Status:
Completed
Location:
Sivas, Turkey
For my Microprocessors and Internet of Things (IoT) courses, I developed an intelligent parking sensor system. This project aimed to address the challenge of efficiently managing parking spaces in urban areas. The system utilizes a Raspberry Pi 4 as the main processing unit, running on the Ubuntu operating system.
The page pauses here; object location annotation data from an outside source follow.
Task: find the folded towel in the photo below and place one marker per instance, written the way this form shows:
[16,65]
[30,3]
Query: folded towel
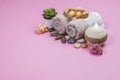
[76,28]
[59,23]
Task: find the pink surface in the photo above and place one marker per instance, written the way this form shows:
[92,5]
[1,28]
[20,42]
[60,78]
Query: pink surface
[25,55]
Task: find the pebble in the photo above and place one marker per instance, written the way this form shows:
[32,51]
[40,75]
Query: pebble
[63,39]
[81,40]
[71,40]
[58,36]
[51,29]
[53,33]
[67,37]
[77,45]
[84,45]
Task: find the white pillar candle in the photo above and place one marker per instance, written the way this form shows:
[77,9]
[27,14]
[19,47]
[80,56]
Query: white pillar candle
[96,34]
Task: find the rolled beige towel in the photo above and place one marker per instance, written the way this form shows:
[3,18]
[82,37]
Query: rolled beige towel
[76,28]
[59,23]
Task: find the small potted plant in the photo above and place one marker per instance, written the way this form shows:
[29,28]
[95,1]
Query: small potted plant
[48,14]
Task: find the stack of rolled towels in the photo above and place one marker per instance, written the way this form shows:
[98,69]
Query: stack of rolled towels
[75,27]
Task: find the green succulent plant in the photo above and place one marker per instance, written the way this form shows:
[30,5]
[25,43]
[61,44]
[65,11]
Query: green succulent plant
[49,13]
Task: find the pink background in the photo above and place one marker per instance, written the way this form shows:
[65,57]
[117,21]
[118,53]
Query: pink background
[25,55]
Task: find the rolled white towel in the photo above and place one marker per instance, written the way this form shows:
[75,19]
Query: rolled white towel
[76,28]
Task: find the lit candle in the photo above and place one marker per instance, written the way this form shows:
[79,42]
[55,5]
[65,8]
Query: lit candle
[95,36]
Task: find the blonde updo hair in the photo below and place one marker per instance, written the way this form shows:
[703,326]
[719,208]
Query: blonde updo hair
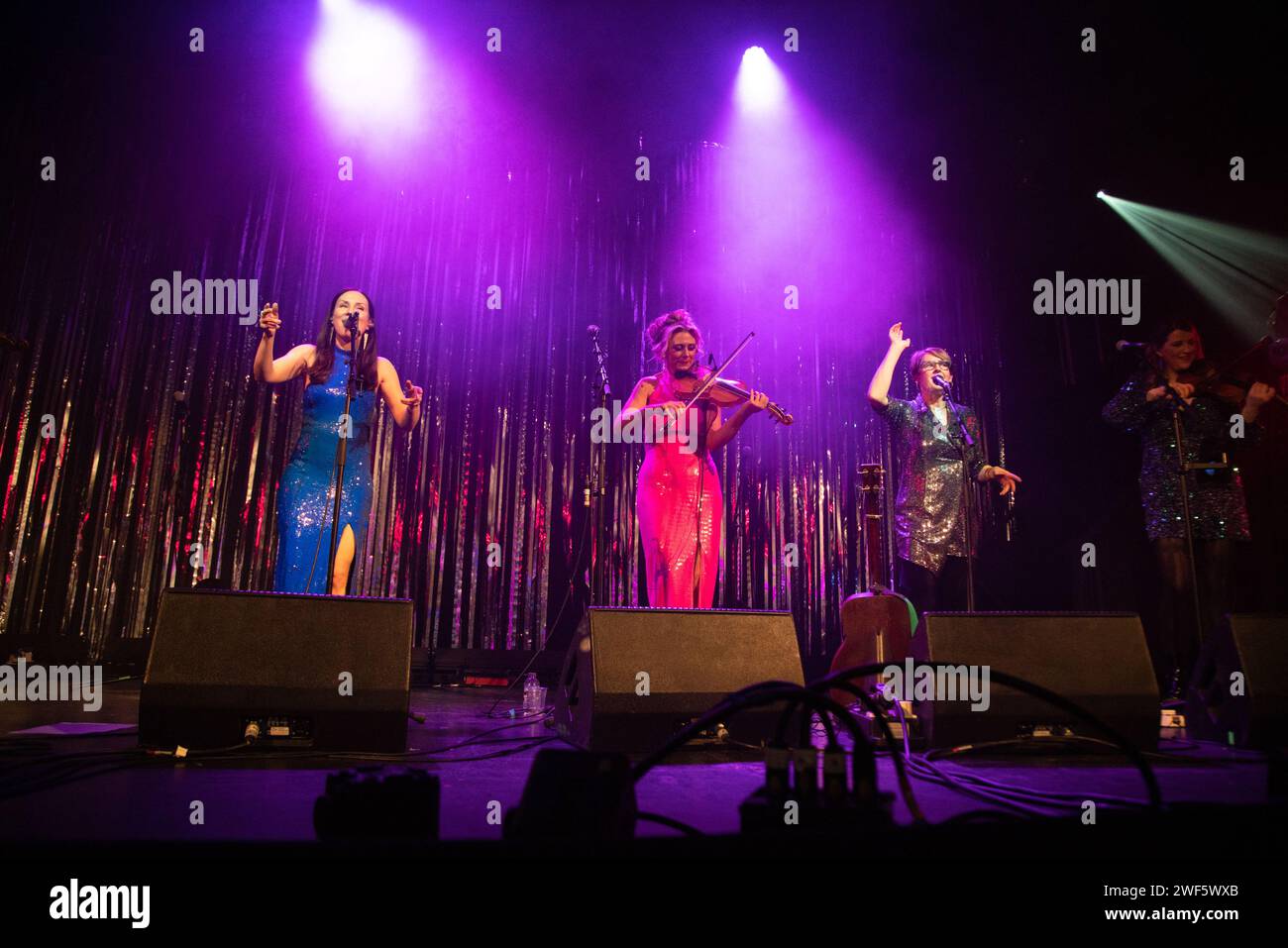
[661,330]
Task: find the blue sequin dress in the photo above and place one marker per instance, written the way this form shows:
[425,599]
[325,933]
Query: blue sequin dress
[305,498]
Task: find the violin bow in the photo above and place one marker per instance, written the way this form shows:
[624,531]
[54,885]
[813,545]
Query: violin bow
[715,375]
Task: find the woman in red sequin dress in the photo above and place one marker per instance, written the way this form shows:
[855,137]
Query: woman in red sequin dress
[678,494]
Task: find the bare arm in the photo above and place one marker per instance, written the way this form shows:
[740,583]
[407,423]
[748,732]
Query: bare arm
[267,369]
[879,389]
[403,403]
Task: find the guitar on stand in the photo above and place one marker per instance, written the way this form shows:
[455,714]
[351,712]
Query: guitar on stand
[876,623]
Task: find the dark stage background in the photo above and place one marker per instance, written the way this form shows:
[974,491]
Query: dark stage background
[217,165]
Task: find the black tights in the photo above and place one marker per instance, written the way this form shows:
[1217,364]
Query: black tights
[928,591]
[1173,640]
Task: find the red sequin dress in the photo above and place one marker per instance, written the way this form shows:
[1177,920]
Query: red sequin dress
[681,511]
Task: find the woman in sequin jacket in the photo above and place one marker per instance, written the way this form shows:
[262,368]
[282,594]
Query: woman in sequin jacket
[930,540]
[1218,511]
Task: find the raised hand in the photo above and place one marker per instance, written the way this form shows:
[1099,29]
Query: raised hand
[1009,481]
[897,338]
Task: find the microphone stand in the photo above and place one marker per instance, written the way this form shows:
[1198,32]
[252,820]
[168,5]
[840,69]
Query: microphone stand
[1183,468]
[966,442]
[596,480]
[342,454]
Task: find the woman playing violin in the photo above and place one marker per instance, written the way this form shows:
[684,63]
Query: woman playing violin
[1219,517]
[678,494]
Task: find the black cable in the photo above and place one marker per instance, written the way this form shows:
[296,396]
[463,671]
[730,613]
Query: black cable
[755,695]
[910,798]
[673,823]
[1137,759]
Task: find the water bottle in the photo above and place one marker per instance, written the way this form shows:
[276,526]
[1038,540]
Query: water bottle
[532,697]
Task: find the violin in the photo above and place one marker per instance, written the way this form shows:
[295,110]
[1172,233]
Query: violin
[1224,386]
[724,393]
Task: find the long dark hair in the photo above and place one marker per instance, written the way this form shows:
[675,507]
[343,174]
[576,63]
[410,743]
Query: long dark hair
[325,357]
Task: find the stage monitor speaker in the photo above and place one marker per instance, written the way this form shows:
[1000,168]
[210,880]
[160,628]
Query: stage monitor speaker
[632,678]
[1239,689]
[330,673]
[1099,661]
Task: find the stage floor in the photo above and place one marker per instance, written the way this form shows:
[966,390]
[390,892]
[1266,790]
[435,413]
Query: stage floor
[248,797]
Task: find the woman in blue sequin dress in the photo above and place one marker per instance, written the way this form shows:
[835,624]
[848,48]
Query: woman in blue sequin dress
[305,497]
[1219,515]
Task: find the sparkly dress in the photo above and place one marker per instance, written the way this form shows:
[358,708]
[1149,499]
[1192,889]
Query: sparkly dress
[927,510]
[681,513]
[305,498]
[1218,507]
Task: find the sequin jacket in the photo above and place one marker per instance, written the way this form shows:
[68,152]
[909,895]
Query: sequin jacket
[927,523]
[1218,506]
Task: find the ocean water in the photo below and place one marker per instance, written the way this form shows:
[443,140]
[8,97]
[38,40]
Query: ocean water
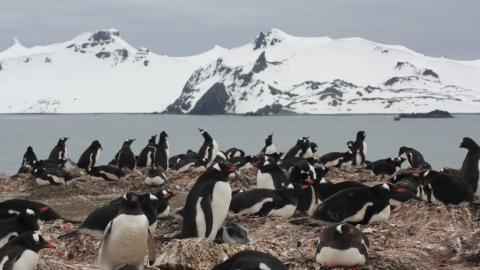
[437,139]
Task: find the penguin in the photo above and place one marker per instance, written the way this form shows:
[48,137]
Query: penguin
[387,168]
[266,202]
[444,188]
[269,175]
[46,173]
[11,208]
[154,206]
[126,237]
[335,159]
[300,149]
[251,260]
[304,173]
[232,233]
[209,149]
[24,222]
[357,205]
[155,176]
[234,153]
[470,166]
[22,252]
[269,148]
[59,153]
[126,158]
[414,158]
[147,155]
[162,155]
[28,161]
[342,245]
[89,157]
[107,172]
[207,202]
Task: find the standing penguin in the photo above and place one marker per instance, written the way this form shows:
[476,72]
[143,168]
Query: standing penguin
[126,158]
[209,149]
[28,161]
[269,175]
[89,158]
[207,202]
[147,155]
[126,237]
[162,155]
[22,252]
[59,153]
[251,260]
[342,245]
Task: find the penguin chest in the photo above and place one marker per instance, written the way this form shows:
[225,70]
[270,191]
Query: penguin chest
[381,216]
[265,180]
[333,257]
[27,261]
[127,242]
[221,197]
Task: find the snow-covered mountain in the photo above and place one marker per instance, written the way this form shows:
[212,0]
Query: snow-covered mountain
[94,72]
[280,73]
[276,73]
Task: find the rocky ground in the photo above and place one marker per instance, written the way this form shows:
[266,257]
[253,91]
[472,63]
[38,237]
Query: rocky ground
[417,236]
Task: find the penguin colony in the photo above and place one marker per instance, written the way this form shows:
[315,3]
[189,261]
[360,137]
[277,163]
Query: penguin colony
[287,184]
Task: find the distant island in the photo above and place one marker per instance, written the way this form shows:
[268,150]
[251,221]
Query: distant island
[432,114]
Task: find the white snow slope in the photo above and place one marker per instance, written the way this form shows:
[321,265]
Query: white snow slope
[100,72]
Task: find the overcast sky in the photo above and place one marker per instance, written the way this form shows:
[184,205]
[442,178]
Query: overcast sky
[182,27]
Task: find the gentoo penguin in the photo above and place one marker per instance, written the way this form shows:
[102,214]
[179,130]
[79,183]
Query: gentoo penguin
[207,202]
[357,205]
[444,188]
[251,260]
[414,158]
[234,153]
[209,148]
[269,148]
[13,207]
[107,172]
[387,168]
[21,253]
[155,176]
[265,202]
[300,149]
[46,173]
[342,245]
[154,206]
[24,222]
[470,166]
[147,155]
[335,159]
[232,233]
[163,152]
[304,173]
[89,158]
[126,158]
[59,153]
[269,175]
[28,161]
[126,237]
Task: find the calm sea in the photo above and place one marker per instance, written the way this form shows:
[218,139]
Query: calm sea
[437,139]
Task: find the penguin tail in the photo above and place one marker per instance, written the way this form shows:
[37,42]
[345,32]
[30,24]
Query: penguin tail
[69,235]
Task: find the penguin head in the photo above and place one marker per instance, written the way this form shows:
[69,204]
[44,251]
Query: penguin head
[468,144]
[130,200]
[96,145]
[34,241]
[30,219]
[221,169]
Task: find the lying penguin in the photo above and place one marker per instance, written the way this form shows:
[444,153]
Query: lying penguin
[342,245]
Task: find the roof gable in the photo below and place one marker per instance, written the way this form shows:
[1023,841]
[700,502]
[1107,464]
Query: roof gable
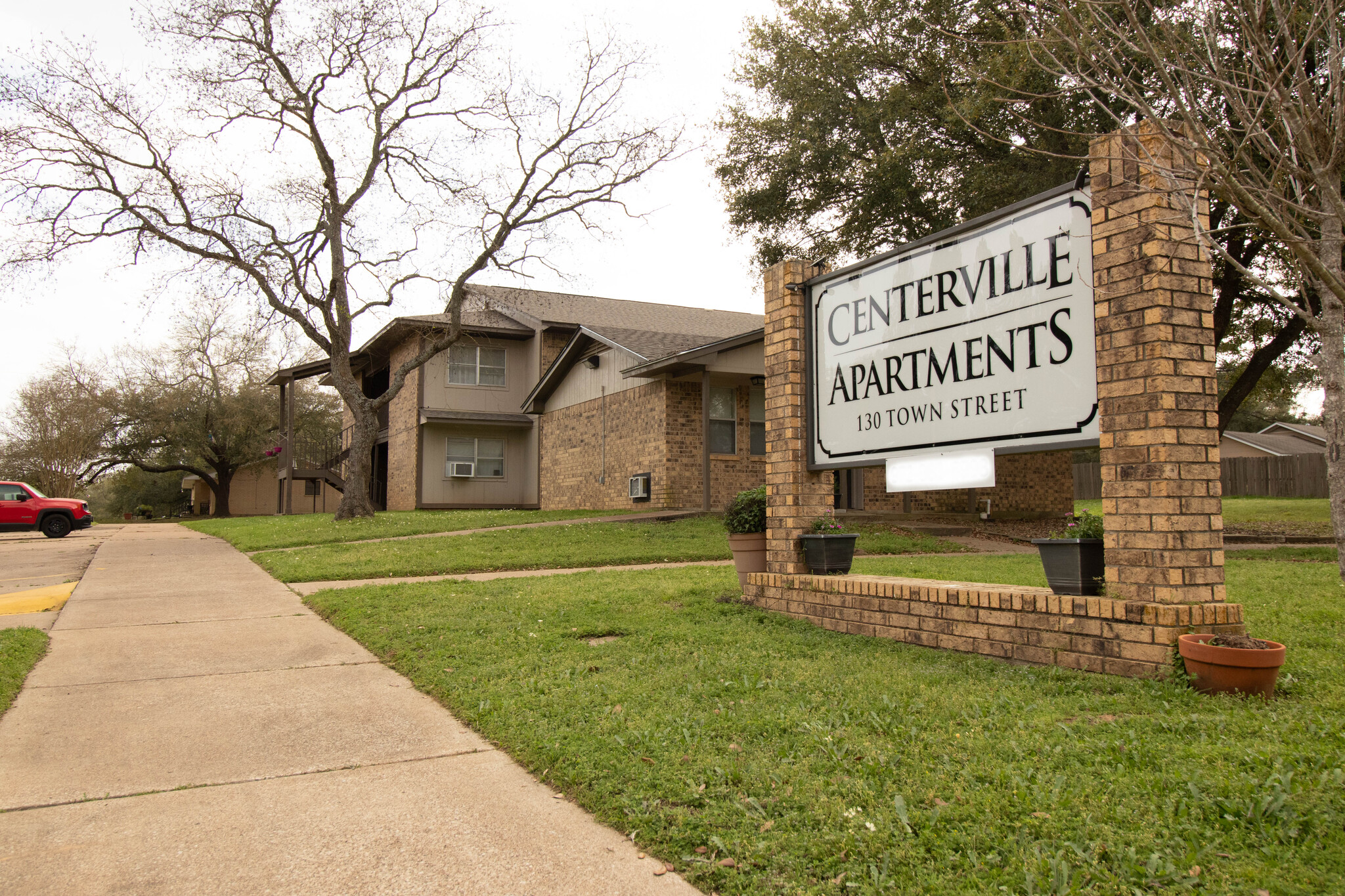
[591,310]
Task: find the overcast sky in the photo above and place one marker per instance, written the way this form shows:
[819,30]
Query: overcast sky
[681,253]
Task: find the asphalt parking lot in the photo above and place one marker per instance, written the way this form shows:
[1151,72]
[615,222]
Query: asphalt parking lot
[30,561]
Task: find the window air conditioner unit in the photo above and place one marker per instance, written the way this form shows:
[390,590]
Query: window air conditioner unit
[640,486]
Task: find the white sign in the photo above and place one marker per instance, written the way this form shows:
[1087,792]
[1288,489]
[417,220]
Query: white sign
[981,336]
[933,471]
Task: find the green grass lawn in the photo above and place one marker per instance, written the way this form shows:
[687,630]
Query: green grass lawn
[829,763]
[265,532]
[1305,554]
[548,548]
[19,653]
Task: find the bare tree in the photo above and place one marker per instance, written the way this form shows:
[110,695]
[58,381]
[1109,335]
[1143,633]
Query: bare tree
[1251,95]
[324,158]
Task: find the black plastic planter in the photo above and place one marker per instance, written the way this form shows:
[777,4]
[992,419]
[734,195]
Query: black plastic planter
[825,554]
[1074,566]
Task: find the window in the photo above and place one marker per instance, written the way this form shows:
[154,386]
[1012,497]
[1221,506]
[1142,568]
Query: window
[757,417]
[486,457]
[475,366]
[724,421]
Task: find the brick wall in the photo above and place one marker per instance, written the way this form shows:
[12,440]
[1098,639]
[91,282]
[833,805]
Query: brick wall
[730,475]
[795,496]
[684,438]
[572,452]
[1157,391]
[404,431]
[1029,484]
[1009,622]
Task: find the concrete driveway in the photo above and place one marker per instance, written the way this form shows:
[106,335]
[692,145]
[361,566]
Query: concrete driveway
[32,561]
[194,729]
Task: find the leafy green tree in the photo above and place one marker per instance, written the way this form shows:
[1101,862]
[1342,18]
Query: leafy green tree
[129,488]
[866,124]
[53,437]
[201,405]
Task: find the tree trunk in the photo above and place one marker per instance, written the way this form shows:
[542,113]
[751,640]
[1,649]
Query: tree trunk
[355,500]
[1332,366]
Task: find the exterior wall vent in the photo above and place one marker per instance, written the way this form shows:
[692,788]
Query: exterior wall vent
[640,486]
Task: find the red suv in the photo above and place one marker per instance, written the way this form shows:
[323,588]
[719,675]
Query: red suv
[24,508]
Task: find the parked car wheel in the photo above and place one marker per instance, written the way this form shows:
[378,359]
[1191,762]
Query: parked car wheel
[55,526]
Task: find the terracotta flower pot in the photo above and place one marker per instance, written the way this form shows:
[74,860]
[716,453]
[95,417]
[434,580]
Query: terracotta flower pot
[1231,670]
[748,554]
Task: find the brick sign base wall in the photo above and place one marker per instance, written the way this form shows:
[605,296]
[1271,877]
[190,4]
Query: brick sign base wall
[1007,622]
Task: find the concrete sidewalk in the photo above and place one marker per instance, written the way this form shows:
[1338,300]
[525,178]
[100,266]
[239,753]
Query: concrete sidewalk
[195,730]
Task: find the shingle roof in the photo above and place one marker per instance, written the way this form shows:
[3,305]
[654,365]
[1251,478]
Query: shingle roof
[595,312]
[1308,430]
[483,317]
[650,344]
[1277,444]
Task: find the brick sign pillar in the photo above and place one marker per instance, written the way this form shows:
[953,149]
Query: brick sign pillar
[795,496]
[1156,379]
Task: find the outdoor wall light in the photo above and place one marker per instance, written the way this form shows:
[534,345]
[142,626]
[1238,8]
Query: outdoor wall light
[973,469]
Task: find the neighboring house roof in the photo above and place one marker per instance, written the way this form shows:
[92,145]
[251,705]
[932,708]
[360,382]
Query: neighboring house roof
[1275,444]
[592,310]
[1300,430]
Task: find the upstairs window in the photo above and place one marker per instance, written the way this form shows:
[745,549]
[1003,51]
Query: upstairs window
[486,457]
[724,421]
[757,418]
[475,366]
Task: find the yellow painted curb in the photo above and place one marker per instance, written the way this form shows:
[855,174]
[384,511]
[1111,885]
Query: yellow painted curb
[51,597]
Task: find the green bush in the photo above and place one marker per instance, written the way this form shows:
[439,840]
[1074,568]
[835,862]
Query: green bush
[747,513]
[1082,526]
[827,524]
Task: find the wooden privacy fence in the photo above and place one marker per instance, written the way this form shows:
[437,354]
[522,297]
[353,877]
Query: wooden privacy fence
[1296,476]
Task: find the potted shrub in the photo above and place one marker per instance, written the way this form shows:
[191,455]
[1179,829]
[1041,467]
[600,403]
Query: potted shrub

To detect and monitor vehicles in parking spots, I integrated an RPLidar sensor, which provides high-precision 360-degree laser scanning. The sensor data is processed using the Robot Operating System 2 (ROS2), a flexible framework for writing robot software. ROS2 enables seamless communication between the Raspberry Pi and the RPLidar, allowing for real-time data acquisition and analysis.
The system employs advanced algorithms to interpret the lidar data, accurately identifying the presence or absence of vehicles in designated parking spaces. This information is then transmitted via IoT protocols to a central management system, providing real-time updates on parking availability.
By leveraging cutting-edge technologies such as RPLidar, ROS2, Ubuntu, and Raspberry Pi 4, this intelligent parking sensor system demonstrates the practical application of embedded systems and IoT in solving real-world problems. The project not only enhanced my technical skills but also showcased my ability to integrate various hardware and software components to create an innovative solution.